This is a Python 3 script for quantitive analysis of document files. The script returns the most common words and their count and it also gives the ability to the user to search for one or more specific words and see their count. The script ignores hypens and counts words seperated by it as one while it deletes any other punctuation.

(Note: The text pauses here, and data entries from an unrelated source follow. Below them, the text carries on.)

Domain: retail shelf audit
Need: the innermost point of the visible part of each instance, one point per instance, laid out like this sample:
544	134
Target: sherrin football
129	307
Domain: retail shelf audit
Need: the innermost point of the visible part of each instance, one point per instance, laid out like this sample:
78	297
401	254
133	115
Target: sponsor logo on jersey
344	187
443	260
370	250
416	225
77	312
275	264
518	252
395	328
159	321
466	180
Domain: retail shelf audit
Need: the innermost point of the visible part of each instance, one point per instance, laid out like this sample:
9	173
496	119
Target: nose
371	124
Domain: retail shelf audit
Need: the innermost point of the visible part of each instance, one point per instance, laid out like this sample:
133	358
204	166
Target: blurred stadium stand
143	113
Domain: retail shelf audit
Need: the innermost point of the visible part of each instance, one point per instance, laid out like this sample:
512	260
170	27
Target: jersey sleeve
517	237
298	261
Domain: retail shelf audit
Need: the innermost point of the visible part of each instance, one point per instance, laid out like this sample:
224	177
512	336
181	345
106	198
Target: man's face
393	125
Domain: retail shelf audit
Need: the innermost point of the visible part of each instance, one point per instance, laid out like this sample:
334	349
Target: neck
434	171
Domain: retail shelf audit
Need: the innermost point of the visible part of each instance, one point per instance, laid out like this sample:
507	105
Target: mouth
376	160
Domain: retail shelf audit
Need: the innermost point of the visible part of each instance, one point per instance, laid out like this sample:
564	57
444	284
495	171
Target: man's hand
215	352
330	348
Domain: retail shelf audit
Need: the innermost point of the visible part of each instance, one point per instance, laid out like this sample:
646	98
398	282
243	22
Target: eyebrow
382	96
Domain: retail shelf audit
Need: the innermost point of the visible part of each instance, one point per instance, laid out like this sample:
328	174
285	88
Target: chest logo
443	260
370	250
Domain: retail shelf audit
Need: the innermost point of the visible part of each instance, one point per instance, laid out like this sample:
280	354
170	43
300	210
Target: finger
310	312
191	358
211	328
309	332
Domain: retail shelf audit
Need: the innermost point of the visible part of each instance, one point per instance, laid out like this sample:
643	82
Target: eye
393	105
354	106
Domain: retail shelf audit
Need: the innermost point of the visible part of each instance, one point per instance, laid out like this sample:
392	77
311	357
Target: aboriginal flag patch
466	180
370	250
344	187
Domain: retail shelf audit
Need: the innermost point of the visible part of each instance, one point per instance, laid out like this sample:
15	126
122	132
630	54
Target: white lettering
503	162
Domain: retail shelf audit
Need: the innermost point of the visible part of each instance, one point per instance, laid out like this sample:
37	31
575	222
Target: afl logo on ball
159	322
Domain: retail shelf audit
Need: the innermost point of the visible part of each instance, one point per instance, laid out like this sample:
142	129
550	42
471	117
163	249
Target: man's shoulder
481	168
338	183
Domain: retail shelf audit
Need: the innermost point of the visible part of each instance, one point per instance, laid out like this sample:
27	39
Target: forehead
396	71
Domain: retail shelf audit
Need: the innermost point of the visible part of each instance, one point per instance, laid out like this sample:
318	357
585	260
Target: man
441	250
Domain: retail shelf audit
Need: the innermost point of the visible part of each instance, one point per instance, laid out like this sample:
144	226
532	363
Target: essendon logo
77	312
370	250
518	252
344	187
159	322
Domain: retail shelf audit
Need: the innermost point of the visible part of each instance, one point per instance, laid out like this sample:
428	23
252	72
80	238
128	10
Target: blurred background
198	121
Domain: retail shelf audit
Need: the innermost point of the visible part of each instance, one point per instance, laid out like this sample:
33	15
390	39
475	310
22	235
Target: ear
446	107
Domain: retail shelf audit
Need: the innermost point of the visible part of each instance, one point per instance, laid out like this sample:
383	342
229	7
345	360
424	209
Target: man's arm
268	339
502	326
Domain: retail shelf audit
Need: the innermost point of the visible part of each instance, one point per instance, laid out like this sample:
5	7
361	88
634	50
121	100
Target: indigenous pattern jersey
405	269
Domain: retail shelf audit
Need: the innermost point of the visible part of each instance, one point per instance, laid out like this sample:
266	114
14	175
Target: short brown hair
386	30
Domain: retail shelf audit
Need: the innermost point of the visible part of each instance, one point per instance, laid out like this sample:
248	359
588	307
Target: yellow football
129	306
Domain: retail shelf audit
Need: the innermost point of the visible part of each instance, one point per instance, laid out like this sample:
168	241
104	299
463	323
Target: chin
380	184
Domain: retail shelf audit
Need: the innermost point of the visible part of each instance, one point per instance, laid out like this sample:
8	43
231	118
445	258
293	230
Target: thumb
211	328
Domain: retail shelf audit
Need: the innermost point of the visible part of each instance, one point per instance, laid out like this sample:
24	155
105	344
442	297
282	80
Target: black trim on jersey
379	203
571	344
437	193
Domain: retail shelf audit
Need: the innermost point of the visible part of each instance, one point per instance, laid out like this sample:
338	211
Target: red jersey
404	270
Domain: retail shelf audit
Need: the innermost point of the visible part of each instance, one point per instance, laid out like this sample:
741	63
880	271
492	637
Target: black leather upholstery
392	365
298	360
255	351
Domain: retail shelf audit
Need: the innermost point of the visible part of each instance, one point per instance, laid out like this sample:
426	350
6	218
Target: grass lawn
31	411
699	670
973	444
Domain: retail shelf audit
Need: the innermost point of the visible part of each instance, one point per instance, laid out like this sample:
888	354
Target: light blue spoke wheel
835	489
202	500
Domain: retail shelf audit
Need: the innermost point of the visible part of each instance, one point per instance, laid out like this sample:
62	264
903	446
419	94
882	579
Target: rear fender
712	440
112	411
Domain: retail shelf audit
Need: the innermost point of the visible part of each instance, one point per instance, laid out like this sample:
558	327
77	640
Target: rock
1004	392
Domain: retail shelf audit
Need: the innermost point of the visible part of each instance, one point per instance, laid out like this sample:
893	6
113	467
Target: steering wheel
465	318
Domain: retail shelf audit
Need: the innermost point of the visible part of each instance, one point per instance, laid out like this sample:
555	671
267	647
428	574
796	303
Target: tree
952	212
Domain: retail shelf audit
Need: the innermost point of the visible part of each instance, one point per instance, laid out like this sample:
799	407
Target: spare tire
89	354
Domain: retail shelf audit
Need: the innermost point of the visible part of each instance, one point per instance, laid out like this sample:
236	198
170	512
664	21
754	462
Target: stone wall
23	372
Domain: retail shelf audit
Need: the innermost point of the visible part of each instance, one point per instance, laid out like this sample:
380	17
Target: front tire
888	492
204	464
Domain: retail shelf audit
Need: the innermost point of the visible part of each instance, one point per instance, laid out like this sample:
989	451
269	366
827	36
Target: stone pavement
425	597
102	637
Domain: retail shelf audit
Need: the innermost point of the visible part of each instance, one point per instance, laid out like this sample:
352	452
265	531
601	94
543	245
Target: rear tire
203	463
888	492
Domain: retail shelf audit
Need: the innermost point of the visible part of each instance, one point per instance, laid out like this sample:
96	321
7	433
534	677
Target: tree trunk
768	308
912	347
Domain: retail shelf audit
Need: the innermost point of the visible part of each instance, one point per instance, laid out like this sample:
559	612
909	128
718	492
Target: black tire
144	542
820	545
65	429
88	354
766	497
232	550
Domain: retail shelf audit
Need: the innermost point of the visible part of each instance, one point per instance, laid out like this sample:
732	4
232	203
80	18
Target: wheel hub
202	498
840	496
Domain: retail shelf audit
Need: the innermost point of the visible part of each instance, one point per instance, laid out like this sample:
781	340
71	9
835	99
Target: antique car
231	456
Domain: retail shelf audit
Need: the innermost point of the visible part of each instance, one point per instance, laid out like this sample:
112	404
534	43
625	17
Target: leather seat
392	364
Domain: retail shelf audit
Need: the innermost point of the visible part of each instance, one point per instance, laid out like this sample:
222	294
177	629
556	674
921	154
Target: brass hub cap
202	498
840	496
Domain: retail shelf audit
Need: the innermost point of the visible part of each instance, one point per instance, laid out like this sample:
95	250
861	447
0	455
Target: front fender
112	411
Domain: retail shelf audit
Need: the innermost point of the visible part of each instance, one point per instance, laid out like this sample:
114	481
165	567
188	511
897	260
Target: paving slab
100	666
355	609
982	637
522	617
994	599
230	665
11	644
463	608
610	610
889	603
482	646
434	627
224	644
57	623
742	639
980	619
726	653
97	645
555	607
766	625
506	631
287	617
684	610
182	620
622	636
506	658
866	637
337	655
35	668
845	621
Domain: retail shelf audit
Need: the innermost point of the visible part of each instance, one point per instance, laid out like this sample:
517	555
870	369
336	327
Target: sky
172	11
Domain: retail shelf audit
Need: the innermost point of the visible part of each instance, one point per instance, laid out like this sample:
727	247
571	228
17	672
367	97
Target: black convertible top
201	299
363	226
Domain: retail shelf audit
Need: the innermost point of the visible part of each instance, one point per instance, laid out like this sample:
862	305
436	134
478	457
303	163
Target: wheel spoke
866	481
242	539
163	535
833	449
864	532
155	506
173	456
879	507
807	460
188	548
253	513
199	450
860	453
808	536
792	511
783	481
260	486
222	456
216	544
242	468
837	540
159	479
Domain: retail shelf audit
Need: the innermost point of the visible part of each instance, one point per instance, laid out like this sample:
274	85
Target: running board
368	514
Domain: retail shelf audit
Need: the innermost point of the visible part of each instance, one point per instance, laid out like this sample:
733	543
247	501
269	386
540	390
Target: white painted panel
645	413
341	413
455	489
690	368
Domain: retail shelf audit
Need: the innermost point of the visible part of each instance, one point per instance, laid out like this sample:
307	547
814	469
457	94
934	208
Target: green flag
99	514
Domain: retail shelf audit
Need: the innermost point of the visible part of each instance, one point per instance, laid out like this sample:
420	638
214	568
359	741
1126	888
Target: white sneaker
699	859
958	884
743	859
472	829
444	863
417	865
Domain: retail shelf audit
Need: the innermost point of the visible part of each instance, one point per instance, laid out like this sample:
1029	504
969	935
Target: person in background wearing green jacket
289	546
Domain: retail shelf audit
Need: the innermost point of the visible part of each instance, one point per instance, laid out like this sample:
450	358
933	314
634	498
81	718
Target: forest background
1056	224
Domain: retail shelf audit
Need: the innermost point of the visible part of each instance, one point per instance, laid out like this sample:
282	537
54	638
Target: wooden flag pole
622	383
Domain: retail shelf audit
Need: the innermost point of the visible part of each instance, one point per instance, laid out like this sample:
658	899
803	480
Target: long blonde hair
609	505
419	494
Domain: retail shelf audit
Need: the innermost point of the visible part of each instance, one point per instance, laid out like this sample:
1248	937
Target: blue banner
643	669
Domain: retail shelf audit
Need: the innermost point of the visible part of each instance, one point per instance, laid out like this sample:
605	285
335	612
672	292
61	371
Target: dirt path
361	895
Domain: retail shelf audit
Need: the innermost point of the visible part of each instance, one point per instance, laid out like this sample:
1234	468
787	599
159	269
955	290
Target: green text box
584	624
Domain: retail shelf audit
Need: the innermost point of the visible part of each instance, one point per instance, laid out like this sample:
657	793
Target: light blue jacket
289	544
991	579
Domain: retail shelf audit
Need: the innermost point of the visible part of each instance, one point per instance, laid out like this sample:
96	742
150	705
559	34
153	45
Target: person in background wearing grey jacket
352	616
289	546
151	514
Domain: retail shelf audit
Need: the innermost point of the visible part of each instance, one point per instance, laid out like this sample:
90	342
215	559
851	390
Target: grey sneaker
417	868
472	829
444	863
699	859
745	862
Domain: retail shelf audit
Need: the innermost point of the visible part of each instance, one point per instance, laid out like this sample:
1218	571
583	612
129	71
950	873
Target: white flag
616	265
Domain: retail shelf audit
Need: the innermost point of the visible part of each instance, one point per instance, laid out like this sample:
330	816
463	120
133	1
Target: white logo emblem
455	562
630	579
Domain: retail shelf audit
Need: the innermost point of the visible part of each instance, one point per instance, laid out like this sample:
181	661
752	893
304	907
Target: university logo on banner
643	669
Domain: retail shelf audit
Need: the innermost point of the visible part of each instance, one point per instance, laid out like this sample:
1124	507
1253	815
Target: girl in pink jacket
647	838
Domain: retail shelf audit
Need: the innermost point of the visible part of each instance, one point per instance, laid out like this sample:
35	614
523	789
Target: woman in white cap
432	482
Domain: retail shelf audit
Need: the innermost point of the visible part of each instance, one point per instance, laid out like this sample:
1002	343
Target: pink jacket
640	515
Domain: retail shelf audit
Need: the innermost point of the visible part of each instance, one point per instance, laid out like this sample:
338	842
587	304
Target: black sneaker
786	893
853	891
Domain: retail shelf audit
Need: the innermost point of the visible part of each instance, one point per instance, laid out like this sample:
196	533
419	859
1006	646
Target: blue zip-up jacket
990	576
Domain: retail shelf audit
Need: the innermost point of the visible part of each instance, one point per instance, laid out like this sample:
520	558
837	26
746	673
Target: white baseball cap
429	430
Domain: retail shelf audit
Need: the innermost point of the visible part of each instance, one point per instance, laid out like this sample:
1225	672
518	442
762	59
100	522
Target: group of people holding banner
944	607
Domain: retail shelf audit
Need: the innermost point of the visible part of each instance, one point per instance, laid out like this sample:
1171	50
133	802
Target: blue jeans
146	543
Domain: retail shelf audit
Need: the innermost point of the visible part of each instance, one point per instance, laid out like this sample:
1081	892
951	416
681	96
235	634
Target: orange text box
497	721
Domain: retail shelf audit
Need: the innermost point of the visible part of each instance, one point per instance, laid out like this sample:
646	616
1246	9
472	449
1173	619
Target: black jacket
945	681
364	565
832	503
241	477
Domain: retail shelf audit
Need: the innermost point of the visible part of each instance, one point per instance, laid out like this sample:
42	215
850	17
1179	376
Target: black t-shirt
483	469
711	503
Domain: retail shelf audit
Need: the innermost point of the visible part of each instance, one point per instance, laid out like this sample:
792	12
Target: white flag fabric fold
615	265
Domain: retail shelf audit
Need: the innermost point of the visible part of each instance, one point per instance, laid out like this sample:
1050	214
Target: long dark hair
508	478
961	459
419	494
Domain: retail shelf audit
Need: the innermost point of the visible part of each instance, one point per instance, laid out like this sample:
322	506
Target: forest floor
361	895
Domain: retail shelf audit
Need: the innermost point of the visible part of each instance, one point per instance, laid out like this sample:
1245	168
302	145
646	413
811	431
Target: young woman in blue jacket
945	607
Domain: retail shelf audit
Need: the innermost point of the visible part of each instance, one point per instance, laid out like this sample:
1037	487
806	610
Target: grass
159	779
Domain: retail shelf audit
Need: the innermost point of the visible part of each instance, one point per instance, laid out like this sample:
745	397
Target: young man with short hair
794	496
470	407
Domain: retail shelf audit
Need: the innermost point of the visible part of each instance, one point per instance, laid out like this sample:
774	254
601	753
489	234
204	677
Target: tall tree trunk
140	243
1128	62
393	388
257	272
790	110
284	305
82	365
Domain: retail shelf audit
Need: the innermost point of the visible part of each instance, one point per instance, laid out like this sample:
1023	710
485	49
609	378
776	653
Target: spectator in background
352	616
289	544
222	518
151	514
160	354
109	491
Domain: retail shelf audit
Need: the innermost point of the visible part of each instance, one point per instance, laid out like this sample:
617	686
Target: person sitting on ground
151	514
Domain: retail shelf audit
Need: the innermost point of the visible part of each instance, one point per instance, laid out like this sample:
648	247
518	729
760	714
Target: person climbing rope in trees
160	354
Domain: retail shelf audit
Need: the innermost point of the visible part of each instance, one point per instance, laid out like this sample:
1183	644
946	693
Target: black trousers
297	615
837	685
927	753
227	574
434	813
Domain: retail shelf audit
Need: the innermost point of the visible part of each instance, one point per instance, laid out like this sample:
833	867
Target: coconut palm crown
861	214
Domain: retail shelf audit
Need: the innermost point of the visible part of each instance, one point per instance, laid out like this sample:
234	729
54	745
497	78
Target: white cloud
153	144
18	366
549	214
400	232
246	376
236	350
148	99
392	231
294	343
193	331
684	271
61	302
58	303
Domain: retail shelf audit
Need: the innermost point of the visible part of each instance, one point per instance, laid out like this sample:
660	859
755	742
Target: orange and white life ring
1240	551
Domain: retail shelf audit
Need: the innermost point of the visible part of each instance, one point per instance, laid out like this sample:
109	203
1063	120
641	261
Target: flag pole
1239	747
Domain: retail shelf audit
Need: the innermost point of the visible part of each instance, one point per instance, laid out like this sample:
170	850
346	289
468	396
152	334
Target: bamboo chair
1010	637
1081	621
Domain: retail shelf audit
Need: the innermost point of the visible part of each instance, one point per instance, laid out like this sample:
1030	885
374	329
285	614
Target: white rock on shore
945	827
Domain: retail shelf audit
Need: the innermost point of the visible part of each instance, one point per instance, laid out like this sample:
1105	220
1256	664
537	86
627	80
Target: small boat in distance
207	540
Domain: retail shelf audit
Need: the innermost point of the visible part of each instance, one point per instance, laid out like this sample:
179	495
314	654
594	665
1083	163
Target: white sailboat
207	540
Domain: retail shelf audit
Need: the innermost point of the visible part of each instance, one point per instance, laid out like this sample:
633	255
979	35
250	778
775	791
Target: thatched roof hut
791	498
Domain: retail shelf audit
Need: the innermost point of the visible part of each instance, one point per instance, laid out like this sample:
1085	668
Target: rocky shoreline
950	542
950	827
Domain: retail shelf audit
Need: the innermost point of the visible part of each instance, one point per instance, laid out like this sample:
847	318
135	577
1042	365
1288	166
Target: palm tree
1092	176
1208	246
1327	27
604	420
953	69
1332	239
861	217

The script can take multiple files as input (txt, docx, csv, json, html, epub, biblatex, bibtex, docbook and many others) and it converts the file to txt. It creates a dictionary with all the unique words that appear in the text and returns the most common ones along with the user specified ones. Time efficiency is considered here but more emphasis is given on memory efficiency. This is done to be able to deal with large files and to minimize memory leaks.
-
Returns most common words of the text. The user can specify the number of most common words.
-
Returns the count of one or more user specified words and also includes percentages
-
Searching for words that are bigger than a specified length
-
Excluded words specified by the user that the script will ignore and not count.
-
Simple progress bar
-
Easy to specify the encoding in case it's not UTF-8
-
A Book of homage to Shakespeare.
- 10 most common words:
('the', 10566), ('of', 7624), ('and', 4504), ('a', 4029), ('to', 3832), ('in', 3609), ('is', 1907), ('that', 1705), ('shakespeare', 1594), ('his', 1594)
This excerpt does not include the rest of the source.